Five from environmental Studies and science are in Jeanmarie Hall 377 at 1:30 p.m.;
Six French and Spanish students present in Jeanmarie Hall 168 starting at 2:20 p.m. (Professor Vantine).
Six students from global studies, equity studies and peace & justice present in St. Edmunds Hall 205 at 10:30 a.m. (Professor Kirby);
Four history seniors will be in St. Edmund’s Hall 104 Friday at 3:30 p.m. (Professor Purcell;
Four students (both seniors and juniors) from mathematics and statistics and data science, will be in Jeanmarie Hall 378 starting at 3:15 p.m.;
Philosophy and ethics students are in St. Edmund’s Hall 332 at 3 p.m. (Professor L’Hote, four senior presenters):
Three physics seniors are presenting in Cheray Science Hall 116 at 1:30 p.m. (Professor Brizard);
At 2 p.m. in Jeanmarie 362, 14 presentations from political science and international relations will start with five teams of five presenters apiece, based on collaborative survey work the teams did for class, followed by nine individual senior presentations;
Students from public health and graduate health equity are in Jeanmarie 365 at 3:30 p.m. (Professor Siplon);
Religious studies is in Jeanmarie 380 at 3 p.m. (Professor Patterson, with four seniors);
Sociology and anthropology are in Jeanmarie 360 at 3:30 (four senior presenters);
Study Abroad presentations are in Jeanmarie 391 at 12:30 p.m. (Peggy Imai, director of study abroad).
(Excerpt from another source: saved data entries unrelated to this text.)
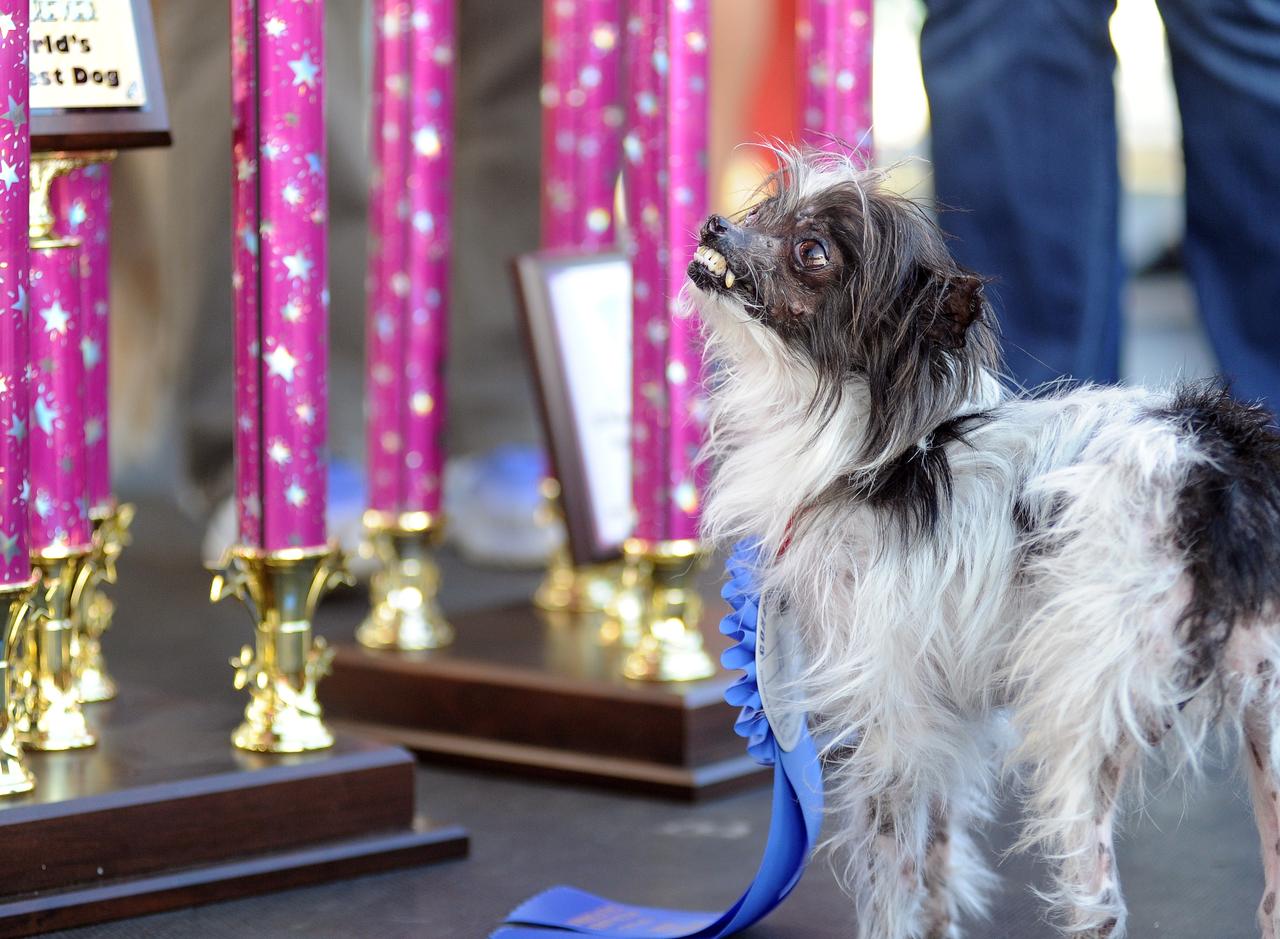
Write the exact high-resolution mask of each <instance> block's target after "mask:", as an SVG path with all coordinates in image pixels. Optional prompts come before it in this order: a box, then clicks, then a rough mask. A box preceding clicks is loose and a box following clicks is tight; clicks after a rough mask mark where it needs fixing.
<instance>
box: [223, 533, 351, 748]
mask: <svg viewBox="0 0 1280 939" xmlns="http://www.w3.org/2000/svg"><path fill="white" fill-rule="evenodd" d="M351 582H352V581H351V576H349V574H348V573H347V568H346V562H344V559H343V556H342V553H340V551H339V550H338V549H337V548H323V549H319V550H306V549H289V550H280V551H260V550H255V549H252V548H234V549H232V551H230V554H229V555H228V558H227V560H225V562H224V563H223V569H221V571H220V572H218V573H216V574H215V576H214V583H212V591H211V599H212V601H214V603H218V601H219V600H223V599H224V597H228V596H237V597H239V599H241V601H242V603H243V604H244V605H246V606H247V608H248V612H250V614H251V615H252V617H253V624H255V645H253V646H244V647H243V649H242V650H241V654H239V655H238V656H237V658H234V659H232V665H233V667H234V668H236V687H237V688H239V690H246V691H248V696H250V700H248V705H247V706H246V707H244V720H243V723H241V725H239V727H238V728H236V732H234V733H233V734H232V743H234V745H236V746H237V747H239V748H241V750H250V751H253V752H260V754H301V752H305V751H310V750H324V748H325V747H329V746H333V733H330V730H329V728H328V727H326V725H325V723H324V719H323V716H321V713H320V702H319V701H317V700H316V684H317V682H319V681H320V678H323V677H324V675H325V674H328V672H329V663H330V661H332V660H333V650H332V649H329V646H328V645H326V643H325V641H324V640H323V638H314V637H312V629H311V620H312V617H314V615H315V610H316V606H317V605H319V603H320V597H321V596H324V594H326V592H328V591H329V590H332V588H333V587H335V586H337V585H339V583H348V585H349V583H351Z"/></svg>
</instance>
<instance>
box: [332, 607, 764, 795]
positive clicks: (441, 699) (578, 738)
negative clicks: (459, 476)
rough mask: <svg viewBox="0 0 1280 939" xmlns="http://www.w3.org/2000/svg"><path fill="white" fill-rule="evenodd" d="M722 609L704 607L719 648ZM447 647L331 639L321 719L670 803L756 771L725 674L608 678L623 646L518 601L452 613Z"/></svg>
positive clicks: (710, 652)
mask: <svg viewBox="0 0 1280 939" xmlns="http://www.w3.org/2000/svg"><path fill="white" fill-rule="evenodd" d="M722 612H723V610H722V609H721V605H719V604H718V603H717V604H708V613H707V615H705V617H704V623H703V627H704V633H705V638H707V649H708V651H709V652H710V654H712V656H713V658H717V656H718V655H719V650H721V649H722V647H723V645H724V642H723V638H722V637H721V636H719V635H718V631H717V628H716V626H717V623H718V618H719V615H721V613H722ZM452 622H453V626H454V627H456V629H457V641H456V643H454V645H453V646H452V647H449V649H445V650H439V651H433V652H376V651H370V650H366V649H362V647H360V646H357V645H353V643H351V645H343V646H339V649H338V655H337V658H335V660H334V670H333V675H330V677H329V678H326V679H325V682H324V683H323V684H321V686H320V696H321V701H323V702H324V705H325V709H326V711H328V714H329V715H330V716H332V718H333V719H334V720H340V722H346V723H347V724H348V725H352V727H357V728H358V729H360V730H361V732H365V733H370V734H374V736H378V737H380V738H383V739H388V741H394V742H397V743H402V745H404V746H407V747H410V748H411V750H413V751H416V752H419V754H422V755H426V756H430V757H431V759H435V760H443V761H448V762H456V764H465V765H471V766H483V768H489V769H504V770H511V771H517V773H521V774H527V775H536V777H544V778H553V779H567V780H575V782H586V783H593V784H598V785H605V787H609V788H620V789H627V791H634V792H644V793H649V794H657V796H663V797H669V798H678V800H698V798H707V797H712V796H719V794H724V793H727V792H732V791H737V789H741V788H744V787H749V785H753V784H756V783H760V782H765V780H767V779H768V778H769V777H768V773H767V771H765V770H762V768H760V766H759V765H758V764H755V762H754V761H753V760H751V759H750V757H748V756H746V754H745V748H744V745H742V741H741V738H739V737H737V736H735V733H733V727H732V725H733V719H735V713H733V709H731V707H730V706H728V705H726V704H724V701H723V693H724V688H726V687H727V686H728V684H730V683H731V682H732V681H733V679H735V678H736V674H737V673H728V672H721V673H719V674H717V675H716V677H713V678H709V679H707V681H701V682H687V683H668V684H658V683H648V682H634V681H628V679H625V678H622V677H621V663H622V656H623V655H625V652H623V651H622V650H621V649H618V647H617V646H605V645H602V643H600V641H599V619H598V618H590V617H567V615H558V614H553V615H548V614H544V613H541V612H540V610H536V609H535V608H532V606H530V605H516V606H507V608H503V609H495V610H483V612H477V613H470V614H465V615H460V617H454V618H452Z"/></svg>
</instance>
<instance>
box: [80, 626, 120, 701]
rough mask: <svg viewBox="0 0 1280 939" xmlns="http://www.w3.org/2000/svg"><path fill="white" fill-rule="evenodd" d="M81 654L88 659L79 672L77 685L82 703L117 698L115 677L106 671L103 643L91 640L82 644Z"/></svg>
mask: <svg viewBox="0 0 1280 939" xmlns="http://www.w3.org/2000/svg"><path fill="white" fill-rule="evenodd" d="M81 650H82V651H81V654H82V655H83V656H84V659H86V665H84V668H83V670H82V672H81V673H79V679H78V681H77V683H76V687H77V690H78V692H79V700H81V704H101V702H102V701H111V700H114V698H115V695H116V687H115V679H114V678H111V675H109V674H108V673H106V668H105V665H102V664H101V663H102V643H101V642H99V641H97V640H90V641H88V642H86V643H84V645H83V646H81Z"/></svg>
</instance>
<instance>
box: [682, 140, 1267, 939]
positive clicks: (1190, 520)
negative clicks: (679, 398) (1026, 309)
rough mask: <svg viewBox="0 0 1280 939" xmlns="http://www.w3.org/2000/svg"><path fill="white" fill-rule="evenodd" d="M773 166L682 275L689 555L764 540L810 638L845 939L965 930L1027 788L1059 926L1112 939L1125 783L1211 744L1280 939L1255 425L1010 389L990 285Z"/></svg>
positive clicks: (849, 199)
mask: <svg viewBox="0 0 1280 939" xmlns="http://www.w3.org/2000/svg"><path fill="white" fill-rule="evenodd" d="M783 157H785V165H783V169H782V170H781V171H780V173H778V174H777V177H776V179H774V183H773V189H772V191H769V192H767V196H765V198H764V200H763V202H762V205H760V206H759V207H758V209H755V210H753V211H751V214H750V215H748V216H746V217H745V220H742V221H741V223H739V224H735V223H731V221H728V220H724V219H719V217H718V216H713V219H712V220H709V221H708V224H707V226H704V230H703V238H701V244H703V248H704V249H703V251H700V253H699V257H698V258H696V260H695V261H694V264H692V265H691V266H690V278H691V288H690V290H689V296H690V299H691V302H692V304H694V306H695V307H696V310H698V311H699V313H700V316H701V320H703V322H704V326H705V335H707V357H708V362H709V374H710V375H712V379H710V384H712V391H710V395H712V430H710V436H709V448H708V452H709V458H710V459H712V462H713V466H714V475H713V481H712V485H710V489H709V498H708V503H707V507H705V514H704V527H705V536H707V539H708V540H709V541H712V542H717V544H722V545H723V544H727V542H731V541H735V540H739V539H744V537H750V539H755V540H758V541H759V542H760V545H762V548H763V550H762V556H763V558H764V559H765V560H764V562H762V569H760V571H759V577H760V582H762V585H763V587H764V590H765V591H767V592H774V594H780V595H783V596H785V597H786V599H787V601H788V603H790V605H791V608H792V609H794V610H795V614H796V615H795V617H794V620H795V622H796V623H799V624H800V627H801V628H803V629H804V638H805V643H806V649H808V654H809V663H808V670H806V672H805V675H804V679H803V681H801V682H800V688H799V690H797V705H799V706H804V707H805V709H808V710H809V711H810V714H812V719H813V722H814V724H815V733H817V734H818V737H819V739H822V741H824V742H826V778H827V788H828V796H829V803H831V805H832V807H833V811H835V812H836V815H837V820H836V825H835V828H836V830H835V834H833V835H831V840H832V842H833V843H835V847H836V848H837V849H838V852H840V853H838V855H837V856H838V857H840V858H841V860H842V864H841V865H840V871H841V874H842V880H844V881H845V884H846V887H847V889H849V890H850V893H851V896H852V897H854V899H855V904H856V915H858V924H859V925H858V935H859V936H860V938H861V939H924V938H928V939H942V938H955V936H959V935H960V934H961V933H960V920H961V917H975V916H980V915H982V913H983V912H984V897H986V894H987V892H988V888H989V885H991V881H992V875H991V872H989V871H988V870H987V869H986V866H984V862H983V860H982V857H980V852H979V851H977V849H975V847H974V843H973V839H972V829H973V828H974V824H975V823H978V821H980V820H983V819H986V817H987V814H988V811H989V805H991V792H992V787H993V784H995V782H996V780H997V779H998V778H1000V777H1001V774H1002V773H1004V770H1006V769H1010V768H1016V769H1018V771H1019V778H1020V779H1021V782H1023V783H1024V784H1025V787H1027V792H1028V810H1029V811H1028V817H1029V821H1028V823H1027V826H1025V832H1024V839H1023V846H1024V847H1036V848H1038V849H1039V851H1042V852H1043V853H1044V855H1046V856H1047V857H1050V858H1052V860H1053V861H1055V867H1056V881H1055V889H1053V892H1052V896H1051V897H1050V899H1051V902H1052V903H1053V906H1055V911H1056V916H1055V920H1056V922H1057V924H1059V925H1060V926H1061V929H1062V930H1064V931H1066V933H1069V934H1071V935H1076V936H1089V938H1101V936H1110V938H1111V939H1120V936H1123V935H1124V933H1125V908H1124V902H1123V898H1121V893H1120V885H1119V880H1117V875H1116V871H1115V866H1114V855H1112V833H1111V829H1112V815H1114V811H1115V806H1116V800H1117V797H1119V793H1120V789H1121V784H1123V783H1124V782H1125V780H1132V779H1134V778H1135V777H1137V770H1138V766H1139V764H1140V761H1142V760H1143V759H1144V757H1147V756H1148V755H1151V754H1152V752H1153V751H1156V750H1157V748H1164V750H1172V751H1174V752H1175V754H1176V755H1178V756H1180V757H1183V759H1189V760H1194V756H1196V754H1197V750H1198V747H1199V745H1201V742H1202V739H1203V738H1204V736H1206V732H1207V730H1208V729H1211V728H1212V727H1215V725H1219V727H1221V725H1226V727H1238V728H1242V729H1243V734H1242V737H1243V739H1244V743H1245V747H1244V748H1245V751H1247V754H1248V756H1247V759H1245V764H1247V768H1248V773H1249V775H1251V779H1252V788H1253V794H1254V803H1256V809H1257V819H1258V826H1260V830H1261V837H1262V846H1263V857H1265V867H1266V896H1265V899H1263V902H1262V904H1261V908H1260V921H1261V925H1262V933H1263V935H1265V936H1266V938H1267V939H1277V936H1280V910H1277V908H1276V890H1277V889H1280V876H1277V875H1280V824H1277V809H1276V792H1277V780H1280V777H1277V769H1280V761H1277V756H1276V748H1275V746H1274V743H1275V723H1276V722H1275V714H1276V709H1275V706H1276V697H1277V695H1276V682H1275V681H1274V675H1275V663H1276V661H1277V660H1280V629H1277V626H1280V617H1277V612H1276V609H1277V608H1276V605H1275V600H1276V586H1277V583H1280V571H1277V572H1275V573H1274V574H1272V576H1271V578H1268V577H1267V574H1266V572H1265V571H1261V569H1258V565H1261V564H1268V563H1271V562H1277V560H1280V545H1277V544H1276V541H1280V514H1277V509H1280V494H1277V493H1276V486H1280V478H1274V473H1275V471H1277V469H1280V457H1277V453H1280V449H1277V438H1276V436H1275V435H1274V434H1272V431H1271V430H1270V429H1268V427H1267V426H1266V425H1267V418H1266V416H1265V414H1262V413H1261V412H1260V411H1258V409H1256V408H1249V407H1245V406H1242V404H1238V403H1235V402H1233V400H1230V398H1228V397H1226V395H1225V394H1222V393H1221V391H1219V390H1216V389H1208V388H1193V389H1181V390H1176V389H1175V390H1170V391H1151V390H1144V389H1138V388H1079V389H1074V390H1060V391H1056V393H1048V394H1044V395H1041V397H1034V398H1033V397H1027V395H1021V394H1016V393H1012V391H1010V390H1009V389H1007V388H1006V385H1005V384H1004V383H1002V381H1001V380H1000V379H998V377H997V368H998V365H997V361H996V358H995V356H993V354H992V353H991V349H992V342H991V334H989V329H991V324H989V319H991V312H989V308H987V306H986V303H984V302H983V301H982V293H980V281H978V280H977V279H974V278H973V275H969V274H968V272H966V271H961V270H960V269H959V267H956V266H955V265H954V261H951V260H950V255H948V252H947V251H946V248H945V244H943V242H942V239H941V235H938V233H937V230H936V229H934V228H933V224H932V223H931V221H929V220H928V217H927V216H925V214H924V212H923V211H922V210H919V207H916V206H914V205H911V203H910V202H908V201H905V200H901V198H897V197H893V196H891V194H888V193H887V192H884V191H883V188H882V187H881V184H879V182H878V179H877V178H876V177H874V175H873V174H869V173H867V171H860V170H856V169H854V168H852V166H850V165H849V164H846V162H842V161H833V160H822V159H817V157H800V156H797V155H791V154H785V155H783ZM814 244H817V246H818V247H817V248H815V247H814ZM707 249H709V251H707ZM726 271H728V272H732V274H735V278H733V279H731V283H730V287H727V288H726V287H724V284H723V275H724V272H726ZM961 301H963V302H961ZM979 330H988V334H987V335H979ZM902 372H905V375H904V374H902ZM886 388H888V389H892V394H890V395H886V393H884V389H886ZM1236 477H1240V478H1236ZM1242 551H1248V553H1249V555H1251V556H1245V558H1240V556H1239V555H1240V554H1242ZM1251 564H1252V565H1253V567H1251ZM1233 578H1234V580H1233Z"/></svg>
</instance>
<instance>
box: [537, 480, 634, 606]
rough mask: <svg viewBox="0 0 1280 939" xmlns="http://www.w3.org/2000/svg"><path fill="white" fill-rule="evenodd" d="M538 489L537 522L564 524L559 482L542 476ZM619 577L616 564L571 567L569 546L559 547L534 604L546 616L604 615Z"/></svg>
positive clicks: (538, 589)
mask: <svg viewBox="0 0 1280 939" xmlns="http://www.w3.org/2000/svg"><path fill="white" fill-rule="evenodd" d="M539 489H540V490H541V495H543V504H541V507H540V509H539V522H540V523H543V525H563V523H564V509H563V508H562V505H561V485H559V481H558V480H556V478H553V477H550V476H548V477H544V478H543V481H541V485H540V486H539ZM621 576H622V568H621V565H618V564H586V565H582V567H579V565H576V564H573V559H572V558H571V556H570V553H568V546H567V545H561V546H559V548H557V549H556V550H554V551H553V553H552V556H550V559H549V560H548V563H547V576H545V577H544V578H543V582H541V583H540V585H538V590H536V591H535V592H534V605H535V606H538V608H539V609H543V610H547V612H548V613H603V612H605V610H607V609H608V608H609V604H611V603H612V600H613V595H614V594H616V592H617V590H618V580H620V578H621Z"/></svg>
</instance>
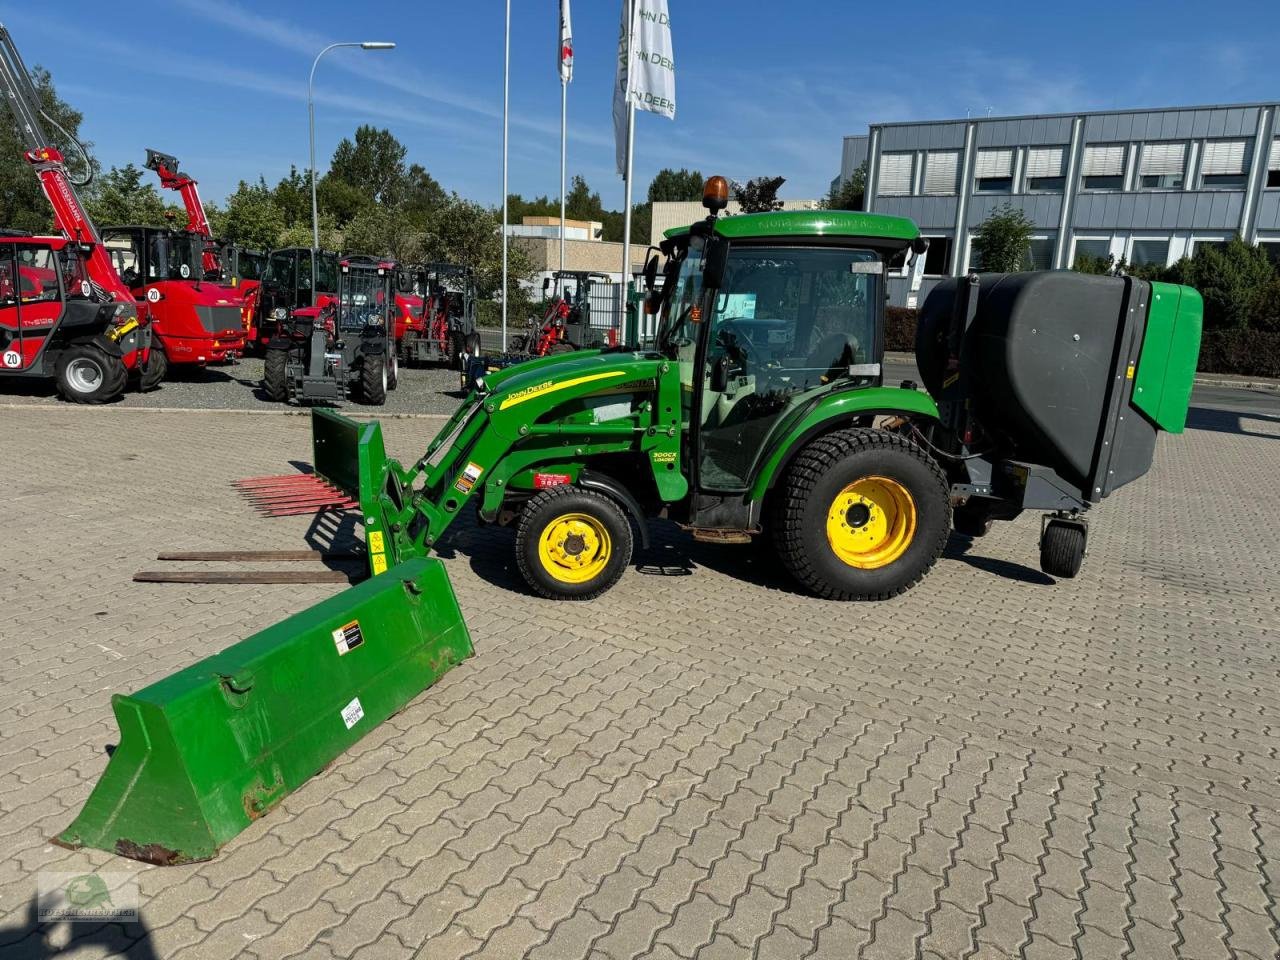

Following is a random sampler of widely varied presentation topics by discipline:

Chemistry: “The Dietary Effects of Various Cattle Fees on the Protein Concentrations in Milk”
Computer Science: “Constructing a Weak Memory Model”
Creative Writing: Participants will read from their original poetry or creative prose writing, both fiction and non-fiction
Economics: “Does Unemployment Affect Crime Rates?”
Education: “Teaching as a Creative, Analytic, and Reflective Endeavor” (panel presentation)
Environmental Studies/Science: “The Spread of Deer Ticks and Lyme Disease in the Northeast”
French and Spanish: “Les lecons psychosociales presentees par La pester et le coronavirus”
Global Studies, Equity Studies and Peace & Justice: “Promoting Peace and Love: Exploring Strategies for Conflict Resolution and Reconciliation between Russia and Ukraine”
History: “20th Century Freedom in America”
Mathematics/Statistics/Data Science: “Blackjack and counting cards: How can you beat the dealer?”
Philosophy and Ethics: “Knowledge of Other Minds and Its Application in a Clinical Setting”
Physics: “Detecting the elusive muon and Validating Einstein’s Special Relativity”
Political Science/International Relations: “Friends with Benefits: The ‘Special” Relationship between the United States and Israel”
Public Health/Graduate Health Equity: “Food Security on Saint Michael’s College Campus”
Religious Studies: “The Development of Pastoral Counseling in the Catholic Tradition”
Sociology/Anthropology: “Marital Status and Cancer Survival”
Study Abroad: “The Role of Ranger on Misali Island”


Saturday, April 29 during this year’s Academic Symposium will see more than 80 poster presentations in nine disciplines throughout the Dion Family Student Center from 11 a.m. to 1 p.m. Posters will be featured from Chemistry and Biochemistry, Digital Media and Communication; Fine Arts: Art & Design; Fine Arts: Theatre; Mathematics and Statistics and Data; Mobilization of Volunteer Efforts; Physics; and the greatest number from Psychology (27) and Political Science & Criminology (23).